A major thrust of Dr. Maynard S Dewey’s research is focused on precise measurements of decay parameters in neutron beta decay in order to probe the Standard Model (e.g. the neutron lifetime and the correlation between the outgoing electron and electron-antineutrino momenta). This includes precise measurements of thermal and cold neutron fluences in order to reduce the uncertainty in beam-type measurements of the neutron lifetime, to measure important neutron capture cross sections (e.g. boron and lithium), and to re-calibrate the national neutron source NBS-1 which underpins our neutron source and detector calibration services. A second thrust is precise measurements of neutron source intensities using the manganese bath method in order to reduce the uncertainty of neutron source calibrations for industry and government.
Dr. Dewey has been a member of the Neutron Physics group since 1990, after working in precise gamma-ray spectroscopy in the Quantum Metrology Group/Division for his first three years at NIST. Before coming to NIST in late 1987, he was a postdoctoral fellow at Princeton University where he continued his Ph.D. thesis work on a precise measurement of the Lamb shift in hydrogen-like 4He. He received his Ph.D. in Physics from Princeton University in 1984 with a thesis in atomic physics under Prof.
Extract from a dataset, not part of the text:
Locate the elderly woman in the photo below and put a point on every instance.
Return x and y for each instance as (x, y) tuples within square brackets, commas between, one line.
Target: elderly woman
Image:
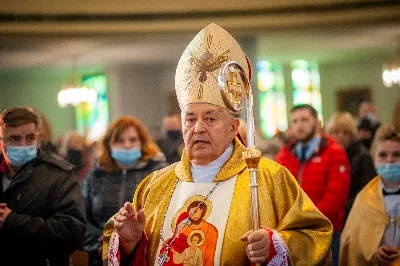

Robert Dunford entitled “A Precise Measurement of the 2S-2P Lamb Shift in Hydrogen-like Helium” and his B.S. in Physics from the State University of New York at Stony Brook in 1978.
Dr. Dewey was awarded a NIST Bronze Medal in 2020; he was elected to Fellowship in the American Physical Society in 2017 through the Topical Group on Precision Measurements and Fundamental Constants; and he is an author on about 60 peer-reviewed publications.